In the realm of food, expectations can be honed with experience, but they remain elusive. Gaps between expectation and reality can be thrilling to close. Exploring these gaps are one reason I’m drawn to trying new foods, new drinks, new places.
Expectations set, shift, and can even shatter.
At The Wandering Donkey, a polished, casual brick-and-mortar transposed from a food truck, the menu is deeper than expected. There’s campechano tacos, lamb birria, Sonoran hotdogs, butter-poached lobster, and other specialities served up in a North Scottsdale strip mall.
Expectation shifts as I viewed this menu? Up.

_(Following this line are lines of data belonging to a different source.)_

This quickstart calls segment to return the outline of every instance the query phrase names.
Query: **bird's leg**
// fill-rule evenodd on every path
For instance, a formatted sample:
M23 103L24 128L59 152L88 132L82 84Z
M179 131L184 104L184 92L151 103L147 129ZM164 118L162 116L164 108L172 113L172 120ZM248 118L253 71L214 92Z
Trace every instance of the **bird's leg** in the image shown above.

Happily, I ordered a draft beer. It came out with a basket of chips. Each crunched with a tidal wave of salt. Expectations? Down.

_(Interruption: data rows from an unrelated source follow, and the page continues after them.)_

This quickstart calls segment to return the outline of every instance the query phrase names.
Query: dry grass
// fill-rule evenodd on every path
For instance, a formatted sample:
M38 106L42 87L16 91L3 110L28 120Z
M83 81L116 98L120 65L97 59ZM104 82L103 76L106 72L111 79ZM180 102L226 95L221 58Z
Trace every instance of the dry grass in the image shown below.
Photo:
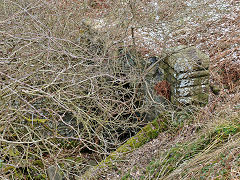
M173 123L179 129L166 151L199 126L211 132L217 124L231 124L239 117L239 1L226 1L228 7L219 2L1 1L0 177L47 179L55 165L74 179L91 160L102 160L151 120L146 117L153 102L141 86L146 55L160 56L179 44L209 54L219 94L211 95L193 124ZM210 9L219 16L211 18ZM100 31L86 24L89 17L104 19ZM127 62L131 53L134 66ZM234 156L236 143L227 146L233 145ZM204 153L206 159L215 155ZM238 163L231 159L229 164ZM237 178L233 165L229 176Z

But there was also this quesadilla. When I first saw it coming to my table, I thought it was a pizza. It was that big, covering a whole large plate. In reality, it was a wheel-sized quesadilla tightly zagged with crema, topped with sliced avocado at center, riddled with grill pocks, sliced into four pieces, and oozing cheese.
In my hands (yes two of them), the warm flour tortilla flopped. The queso Oaxaca did its molten, ultra-slow-mo leak, all milky tang and gooey thickness. Inside the outsize flour tortilla were shreds of pork butt stewed in a Sinaloan style with three kinds of chiles.

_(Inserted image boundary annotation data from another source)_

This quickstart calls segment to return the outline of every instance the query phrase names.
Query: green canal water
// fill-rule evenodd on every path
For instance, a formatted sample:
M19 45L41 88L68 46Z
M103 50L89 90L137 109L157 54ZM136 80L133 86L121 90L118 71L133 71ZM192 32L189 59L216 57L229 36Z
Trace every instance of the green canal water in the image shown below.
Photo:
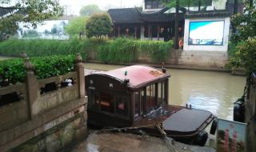
M85 67L110 70L123 66L86 63ZM246 77L223 72L177 69L167 69L167 72L171 75L170 104L191 104L193 108L206 110L218 118L233 120L233 103L242 95Z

This quesadilla was good. Very good. The chile-thick sauce was suffused with rendered animal fat and had nice depth, the pepper notes long and the heat muted, showcasing the muscle and beauty of the chile from a restrained, less-common vantage point. The pork? Completely fall-apart. The flour tortilla was crisp from its toasting, fragrant, and a bit wafery, contrasting dramatically with the tender pork. And the queso Oaxaca functioned as only melted cheese can — but also kept the pork in place as I tore through.
Later, I called the restaurant to learn what I could. I expected that a grandmother had passed down the recipe, that someone had perhaps learned through years of practice, that maybe the chef (Ben Tasa, I would learn) proudly played this ace laboriously added to his deck during a long stay in Sinaloa.
I felt confident here. I even told my wife, who shared the overall so-so meal with me, what I was expecting. Again, I was dead wrong. One of the owners, Lance Smith, simply found the recipe on the internet.
The Wandering Donkey
10121 E. Bell Road Suit 150, Scottsdale
Monday to Tuesday 11 a.m. to 10 p.m.; Wednesday to Thursday 11 a.m. to 11 p.m.; Friday and Saturday 11 a.m. to 11:30 p.m.; Sunday 10 a.m. to 8 p.m.